Even in this off-season, they try to feel like a team. They share a lively text chain. They watch the same baseball documentaries. Adams, Williams and Jesse Tyler Ferguson, another “Take Me Out” actor, sent food baskets to the other cast members. (Because “Take Me Out” has a famous nude scene, Adams joked that sending everyone high-carb food was a way to make himself look better by contrast.) Cast members take turns taking over Second Stage’s Instagram page. Twice they have run lines over Zoom.

On what would have been opening night, Second Stage hosted an online party. Carole Rothman, the artistic director, read a made-up New York Times rave. Scott Ellis, the play’s director, gave a speech about what might have been — how the play had come together in the third week of rehearsal, the applause that greeted the first preview.

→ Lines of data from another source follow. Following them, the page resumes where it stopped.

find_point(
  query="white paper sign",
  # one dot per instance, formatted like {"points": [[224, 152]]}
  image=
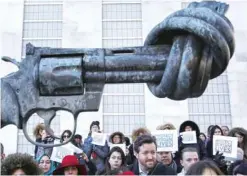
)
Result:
{"points": [[99, 138], [189, 137], [226, 145], [74, 148], [167, 140], [58, 153], [122, 146]]}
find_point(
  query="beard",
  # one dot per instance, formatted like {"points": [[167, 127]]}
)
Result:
{"points": [[150, 164]]}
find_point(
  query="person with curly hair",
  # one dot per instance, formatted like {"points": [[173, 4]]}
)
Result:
{"points": [[37, 132], [130, 158], [96, 153], [20, 164]]}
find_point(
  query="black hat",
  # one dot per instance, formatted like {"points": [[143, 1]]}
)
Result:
{"points": [[94, 123]]}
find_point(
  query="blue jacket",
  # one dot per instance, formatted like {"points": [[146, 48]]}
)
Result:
{"points": [[101, 153]]}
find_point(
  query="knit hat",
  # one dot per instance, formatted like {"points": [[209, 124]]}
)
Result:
{"points": [[241, 169]]}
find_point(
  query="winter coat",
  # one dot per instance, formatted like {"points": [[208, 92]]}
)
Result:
{"points": [[45, 150], [159, 169], [97, 154], [119, 134], [209, 146], [243, 132], [199, 145]]}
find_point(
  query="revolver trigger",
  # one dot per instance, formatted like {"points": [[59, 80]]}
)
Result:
{"points": [[13, 61]]}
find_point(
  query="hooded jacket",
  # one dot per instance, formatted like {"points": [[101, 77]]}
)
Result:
{"points": [[45, 150], [200, 146], [130, 158], [53, 165], [122, 139], [243, 132], [209, 146], [96, 153]]}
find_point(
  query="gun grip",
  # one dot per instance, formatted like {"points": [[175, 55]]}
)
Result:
{"points": [[10, 110]]}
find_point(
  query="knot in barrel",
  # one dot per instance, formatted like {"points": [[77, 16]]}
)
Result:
{"points": [[202, 43]]}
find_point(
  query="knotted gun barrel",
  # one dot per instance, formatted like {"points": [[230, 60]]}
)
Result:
{"points": [[180, 55]]}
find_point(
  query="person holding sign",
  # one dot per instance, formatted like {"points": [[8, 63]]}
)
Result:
{"points": [[241, 134], [204, 168], [70, 166], [97, 153], [117, 138], [190, 139], [145, 149], [46, 164], [188, 158], [216, 130], [165, 155], [20, 164], [115, 162], [136, 132]]}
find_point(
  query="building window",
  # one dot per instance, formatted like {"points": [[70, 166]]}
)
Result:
{"points": [[213, 107]]}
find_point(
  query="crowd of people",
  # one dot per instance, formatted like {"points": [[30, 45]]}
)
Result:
{"points": [[139, 158]]}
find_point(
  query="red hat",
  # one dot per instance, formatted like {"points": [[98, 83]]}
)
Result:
{"points": [[68, 161]]}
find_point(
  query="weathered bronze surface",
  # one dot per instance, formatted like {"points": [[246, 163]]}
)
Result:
{"points": [[180, 55]]}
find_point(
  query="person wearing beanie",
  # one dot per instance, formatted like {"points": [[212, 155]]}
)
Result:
{"points": [[137, 132], [241, 169], [199, 145], [241, 134], [117, 138], [96, 153]]}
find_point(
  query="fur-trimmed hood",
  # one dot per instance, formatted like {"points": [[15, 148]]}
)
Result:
{"points": [[37, 129], [138, 131], [119, 134], [192, 124]]}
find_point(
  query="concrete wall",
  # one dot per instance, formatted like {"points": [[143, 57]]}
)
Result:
{"points": [[163, 110], [237, 69], [11, 21], [82, 28]]}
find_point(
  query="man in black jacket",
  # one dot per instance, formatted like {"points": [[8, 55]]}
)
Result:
{"points": [[145, 149]]}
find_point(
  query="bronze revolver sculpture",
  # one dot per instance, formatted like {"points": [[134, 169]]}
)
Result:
{"points": [[180, 55]]}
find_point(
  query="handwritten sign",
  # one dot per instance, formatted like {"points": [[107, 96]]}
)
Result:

It’s a funny/not-funny paradox that baseball, which doesn’t need a live audience, will come back more quickly than a play about baseball, which does. (Lundstedt said you could never livestream “Take Me Out,” “unless all of us feel comfortable with having our nudity on the internet forever.” So that’s a no.)

But the dream of making a Broadway debut — in three months, or six months or a year or whenever — remains. “It’s a beautiful feeling,” Delgado said. “Like it’s always stayed with me. The pandemic hasn’t taken that away.”

Second Stage remains committed. And the actors, so far, have all agreed to return. “I’m going to do this play,” Williams said. “I’ve made that clear.”

That play may not be the same “Take Me Out” that began rehearsals in March. The story of a biracial man trying to meet the world on its own terms will resonate differently. The world has changed. The actors have changed in the many months of waiting and wanting and hoping to play together again.

“I really do believe it will happen when it’s supposed to,” Lundstedt said. “People are being forced to make incredibly difficult sacrifices right now. Postponing a Broadway debut feels incredibly doable in comparison.”